Hilda Simms


Hilda Simms was an American stage actress, best known for her starring role on Broadway in Anna Lucasta.

Early years

Hilda Simms was born Hilda Moses in Minneapolis, Minnesota, one of 11 siblings. When Simms starred in the critically acclaimed Broadway hit Anna Lucasta, her mother Lydia refused to attend the play on Broadway, stating that she would not watch her daughter play a prostitute as she didn't raise her that way. Simms and her siblings were raised devout Catholics in Minneapolis and walked several miles to school each morning to attend the Basilica of St. Mary on the outskirts of Minneapolis.

Career

Before becoming an actress, Simms planned to enter the teaching profession. She enrolled at the University of Minnesota and engaged in her studies until lack of funds forced her abandon them. Simms relocated to New York, acting in radio dramas and becoming a member of the American Negro Theater, where she gained professional acting experience. As a member of this noted ensemble, she worked on sound effects, props and publicity while learning her new craft. In New York she met and married William Simms and adopted his surname. Her first marriage ended in divorce, although she retained her first husband's surname as her professional name.
The marriage to Simms was short-lived. In 1943, two years after divorcing him, Simms made her debut in the title role of Philip Yordan's play, Anna Lucasta. Yordan had originally written the play for an all-white cast but the show made a huge splash when the American Negro Theater produced it. The production moved to Broadway in 1944 where it became an early drama featuring African American actors in work that explored themes un-related to race.

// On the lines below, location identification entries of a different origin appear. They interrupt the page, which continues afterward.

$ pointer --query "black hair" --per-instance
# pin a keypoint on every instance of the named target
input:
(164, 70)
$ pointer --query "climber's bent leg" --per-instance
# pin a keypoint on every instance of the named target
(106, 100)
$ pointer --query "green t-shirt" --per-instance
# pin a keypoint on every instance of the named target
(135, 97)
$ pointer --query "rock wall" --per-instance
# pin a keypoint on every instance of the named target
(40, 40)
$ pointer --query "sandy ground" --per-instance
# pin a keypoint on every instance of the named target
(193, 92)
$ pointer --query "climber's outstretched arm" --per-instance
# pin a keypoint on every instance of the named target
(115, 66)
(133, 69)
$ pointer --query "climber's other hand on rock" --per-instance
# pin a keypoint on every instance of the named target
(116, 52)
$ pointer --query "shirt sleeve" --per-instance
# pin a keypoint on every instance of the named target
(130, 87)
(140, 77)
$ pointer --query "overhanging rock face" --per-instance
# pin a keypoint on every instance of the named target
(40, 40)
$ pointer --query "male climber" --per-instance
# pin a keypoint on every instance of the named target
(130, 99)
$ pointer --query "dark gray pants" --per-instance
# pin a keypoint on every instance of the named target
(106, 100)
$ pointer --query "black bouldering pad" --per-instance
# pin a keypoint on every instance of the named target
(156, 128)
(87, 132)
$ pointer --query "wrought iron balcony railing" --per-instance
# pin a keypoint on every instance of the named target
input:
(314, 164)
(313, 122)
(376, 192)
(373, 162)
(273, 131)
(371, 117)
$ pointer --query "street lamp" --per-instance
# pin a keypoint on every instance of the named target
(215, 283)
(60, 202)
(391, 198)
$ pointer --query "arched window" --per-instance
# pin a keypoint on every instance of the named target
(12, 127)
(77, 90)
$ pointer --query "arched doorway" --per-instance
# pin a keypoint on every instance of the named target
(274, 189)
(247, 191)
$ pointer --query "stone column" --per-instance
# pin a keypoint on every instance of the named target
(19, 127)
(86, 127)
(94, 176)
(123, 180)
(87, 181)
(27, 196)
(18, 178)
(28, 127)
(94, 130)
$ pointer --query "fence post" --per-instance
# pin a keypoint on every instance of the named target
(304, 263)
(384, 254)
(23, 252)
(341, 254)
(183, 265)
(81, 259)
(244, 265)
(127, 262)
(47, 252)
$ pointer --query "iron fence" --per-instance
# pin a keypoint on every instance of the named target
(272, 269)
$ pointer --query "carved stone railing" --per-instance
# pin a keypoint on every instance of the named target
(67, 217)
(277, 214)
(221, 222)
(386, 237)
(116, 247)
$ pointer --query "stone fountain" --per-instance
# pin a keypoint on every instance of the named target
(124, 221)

When the play toured abroad, Simms continued playing in Anna Lucasta while enjoying a singing career in Paris nightclubs under the name Julie Riccardo.
During the British tour of the play in 1947, Simms met and married veteran American actor Richard Angarola. The couple returned to the States in the 1950s and Simms embarked on a promising film career that was cut short.
Her first role was as co-star to heavy-weight boxing champion Joe Louis. She played the boxer's wife in The Joe Louis Story. In 1954, she featured as the sympathetic coatcheck girl Anne in Black Widow, a CinemaScope thriller by Nunnally Johnson. However, just as her career seemed to gearing up, she became a victim of the Hollywood blacklist.
The United States Department of Justice denied her passport in 1955 and canceled her scheduled 14-week USO tour of the Armed Forces in Europe, even though she had entertained troops and made War Bond tours during World War II. The Defense Department decision was based on speculation about her affiliation with the Communist Party in the late 1930s and early 1940s. That decision caused her dozens of lost opportunities and any chance of a film career evaporated. In 1960, she wrote an article titled "I'm No Benedict Arnold", which told her side of the story.
Simms continued her stage career in such productions as The Cool World, Tambourines to Glory, The Madwoman of Chaillot. She was a regular on the television series The Nurses and hosted her own radio show, titled Ladies Day, on New York City's WOV. She narrated, along with Frederick O'Neal, the educational record "Great Negro Americans", written and produced by Alan Sands. She also became an active participant in political movements and served as the creative arts director for the New York State Human Rights Commission. She eventually fulfilled her original dream of becoming a teacher and earned a master's degree in education from the City College of New York.

Death

Hilda Simms died in Buffalo, New York, aged 75, from pancreatic cancer.